A trademark is generally a word, phrase, symbol or design that is used to distinguish the goods and/or services of a trader, from the goods and services of other traders. Examples of well-known trademarks are the golden arches “M” or the phrase “I’m Lovin It” for McDonald’s, the kangaroo that belongs to Qantas and the apple that is owned by Apple – Mac.
Trademarks represent the identity of a product or service in a unique way and accordingly, trademarks are valuable branding and marketing tools. Registering your trademark is important because it gives traders a legally enforceable right to use, licence or sell the relevant trademark.
How do you register a trademark?
Trademarks are registered by making an application to IP Australia.
If you are unsure if your trademark complies with the legislative requirements or conflicts with other existing trademarks, we recommend making a TM Headstart Application. This optional pre-assessment service comes with a small fee. In return, your trademark will be examined by a trademarks expert and if it does not meet the legal requirements or conflicts with an existing trademark, the expert will make recommendations as to how the trademark can be amended.

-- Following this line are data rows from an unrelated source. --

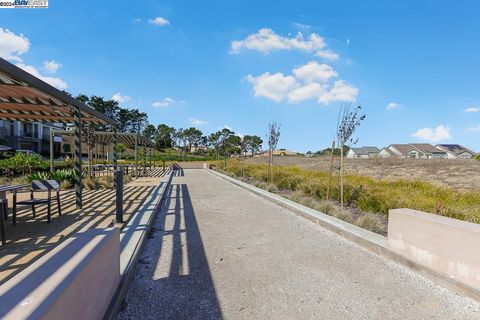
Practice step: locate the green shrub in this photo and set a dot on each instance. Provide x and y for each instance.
(21, 164)
(370, 222)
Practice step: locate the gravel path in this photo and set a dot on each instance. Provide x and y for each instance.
(218, 251)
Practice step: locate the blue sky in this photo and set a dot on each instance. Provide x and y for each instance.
(242, 64)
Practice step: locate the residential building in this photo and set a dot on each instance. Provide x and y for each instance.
(363, 152)
(413, 151)
(456, 151)
(427, 151)
(34, 136)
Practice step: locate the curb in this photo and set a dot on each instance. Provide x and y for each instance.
(130, 251)
(364, 238)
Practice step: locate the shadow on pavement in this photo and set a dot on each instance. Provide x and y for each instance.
(173, 279)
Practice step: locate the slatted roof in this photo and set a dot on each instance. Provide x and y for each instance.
(24, 97)
(125, 138)
(103, 137)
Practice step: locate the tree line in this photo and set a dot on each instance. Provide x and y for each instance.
(224, 142)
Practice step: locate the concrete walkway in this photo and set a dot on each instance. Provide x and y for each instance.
(217, 251)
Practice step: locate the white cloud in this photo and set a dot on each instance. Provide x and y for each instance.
(301, 26)
(472, 109)
(197, 122)
(309, 81)
(121, 98)
(266, 41)
(309, 91)
(56, 82)
(327, 55)
(272, 86)
(393, 106)
(437, 134)
(167, 102)
(12, 46)
(159, 21)
(226, 127)
(51, 66)
(313, 71)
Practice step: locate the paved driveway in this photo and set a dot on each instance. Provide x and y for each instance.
(218, 251)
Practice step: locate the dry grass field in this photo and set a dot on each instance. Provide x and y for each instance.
(456, 174)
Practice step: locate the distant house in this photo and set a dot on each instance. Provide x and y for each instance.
(413, 151)
(363, 152)
(278, 152)
(427, 151)
(385, 153)
(456, 151)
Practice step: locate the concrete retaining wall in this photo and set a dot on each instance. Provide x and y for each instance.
(446, 245)
(191, 165)
(76, 280)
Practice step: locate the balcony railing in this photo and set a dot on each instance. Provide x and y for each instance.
(28, 134)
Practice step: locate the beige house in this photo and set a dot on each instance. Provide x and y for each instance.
(456, 151)
(413, 151)
(363, 152)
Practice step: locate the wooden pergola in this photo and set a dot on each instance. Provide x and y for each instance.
(24, 97)
(133, 140)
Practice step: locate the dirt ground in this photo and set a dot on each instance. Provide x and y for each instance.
(457, 174)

If you are confident with your trademark, an application can be submitted without the need for the abovementioned pre-assessment.
An application must include:
- The name and contact details of the applicant (an applicant can be an individual, company, incorporated or unincorporated association, or a combination of these);
- A representation of the trade mark (for example, an image of the trade mark that can be uploaded onto IP Australia’s website);
- A nomination of the relevant classes of goods and/or services that you intend to use your trade mark on (see http://xeno.ipaustralia.gov.au/tmgns/facelets/tmgoods.xhtml for a list of each of the classes); and
- The required fee.
Trademarks are typically examined three to four months after an application for registration is filed. During the period of examination, IP Australia will make an assessment as to whether or not the trademark meets the requirements in the Trade Practices Act 1995. If IP Australia decides that the trademark does meet the requirements, then the trademark receives “registration status”.
If the trademark does not meet the requirements, the applicant will be notified by IP Australia and given a period of 15 months to address the issues raised and meet the outstanding requirements.
Once “registration status” is received, the trademark is advertised as an accepted application in the Australian Official Journal of Trade Marks. During this time, the public can oppose registration of the trademark. In practice, very few trademarks are opposed at this stage.
If there is no opposition filed against the trademark, the trademark will be registered when the applicant pays the relevant registration fee. The registration fee must be paid within six months of the date that the trademark’s acceptance is advertised.